Direktur Pembinaan Kepercayaan Terhadap Tuhan Yang Maha Esa dan Tradisi Kementerian Pendidikan dan Kebudayaan Sri Hartini meresmikan bangunan adat yang telah direvitalisasi tersebut pada Kamis (18/12/2014). Acara itu dihadiri pula oleh Bupati Lombok Utara Djohan Sjamsu.

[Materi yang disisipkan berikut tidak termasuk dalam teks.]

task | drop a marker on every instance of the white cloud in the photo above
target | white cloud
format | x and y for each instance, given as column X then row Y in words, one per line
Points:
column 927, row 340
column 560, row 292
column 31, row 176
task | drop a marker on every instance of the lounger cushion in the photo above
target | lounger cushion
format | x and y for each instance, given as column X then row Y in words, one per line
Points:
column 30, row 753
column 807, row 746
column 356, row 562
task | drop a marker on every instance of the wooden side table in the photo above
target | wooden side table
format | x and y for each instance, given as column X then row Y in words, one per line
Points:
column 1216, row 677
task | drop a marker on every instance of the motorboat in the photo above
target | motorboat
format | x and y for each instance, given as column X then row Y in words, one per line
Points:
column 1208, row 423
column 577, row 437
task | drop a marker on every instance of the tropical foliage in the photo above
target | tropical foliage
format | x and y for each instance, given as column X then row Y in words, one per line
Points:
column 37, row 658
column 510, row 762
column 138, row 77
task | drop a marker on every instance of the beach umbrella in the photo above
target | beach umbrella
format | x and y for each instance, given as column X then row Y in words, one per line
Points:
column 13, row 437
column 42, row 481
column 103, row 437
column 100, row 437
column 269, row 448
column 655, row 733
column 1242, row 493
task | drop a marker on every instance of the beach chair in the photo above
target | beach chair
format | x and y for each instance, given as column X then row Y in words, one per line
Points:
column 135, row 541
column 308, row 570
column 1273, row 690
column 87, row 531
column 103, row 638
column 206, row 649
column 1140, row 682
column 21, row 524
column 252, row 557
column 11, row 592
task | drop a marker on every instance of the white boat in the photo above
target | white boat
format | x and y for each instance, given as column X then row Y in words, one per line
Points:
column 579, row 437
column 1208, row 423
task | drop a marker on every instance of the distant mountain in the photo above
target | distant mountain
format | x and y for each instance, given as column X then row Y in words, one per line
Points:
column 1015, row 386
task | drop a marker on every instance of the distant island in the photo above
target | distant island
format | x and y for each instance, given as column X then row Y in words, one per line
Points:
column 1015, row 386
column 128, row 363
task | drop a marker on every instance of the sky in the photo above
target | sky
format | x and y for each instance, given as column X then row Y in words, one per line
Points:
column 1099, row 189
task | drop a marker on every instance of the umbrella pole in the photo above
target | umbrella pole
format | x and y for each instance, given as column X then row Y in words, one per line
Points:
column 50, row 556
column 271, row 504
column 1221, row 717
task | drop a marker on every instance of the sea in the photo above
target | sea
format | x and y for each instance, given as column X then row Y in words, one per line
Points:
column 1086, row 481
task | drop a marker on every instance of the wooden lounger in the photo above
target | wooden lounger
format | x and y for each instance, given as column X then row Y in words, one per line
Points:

Sri Hartini mengatakan, tujuan revitalisasi rumah adat tersebut antara lain untuk menghidupkan rasa bangga akan kebudayaan sendiri di tengah gencarnya arus kebudayaan asing. Pada 2013, ada 9 desa adat yang telah direvitalisasi, tahun 2014 sebanyak 15 desa adat di Jawa Barat, Bali, NTB, Nusa Tenggara Timur, dan Kalimantan.
”Belum semua rumah selesai dikerjakan karena menurut tradisi kami di sini dalam bulan Muharam dan Safar pantang dikerjakan, tetapi baru boleh dikerjakan pada bulan Maulid (Rabiulawal),” kata Rianom, tokoh adat Bayan.

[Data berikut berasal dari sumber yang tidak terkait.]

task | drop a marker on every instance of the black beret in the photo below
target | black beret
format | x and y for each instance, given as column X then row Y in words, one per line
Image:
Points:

Djohan Sjamsu menyambut baik upaya revitalisasi desa adat tersebut. Hal itu bisa dijadikan benteng pertahanan adat dan budaya di NTB untuk menekan masuknya pengaruh asing sejalan dengan kemajuan teknologi. (RUL)
Simak breaking news dan berita pilihan kami langsung di ponselmu. Pilih saluran andalanmu akses berita Kompas.com WhatsApp Channel : https://www.whatsapp.com/channel/0029VaFPbedBPzjZrk13HO3D. Pastikan kamu sudah install aplikasi WhatsApp ya.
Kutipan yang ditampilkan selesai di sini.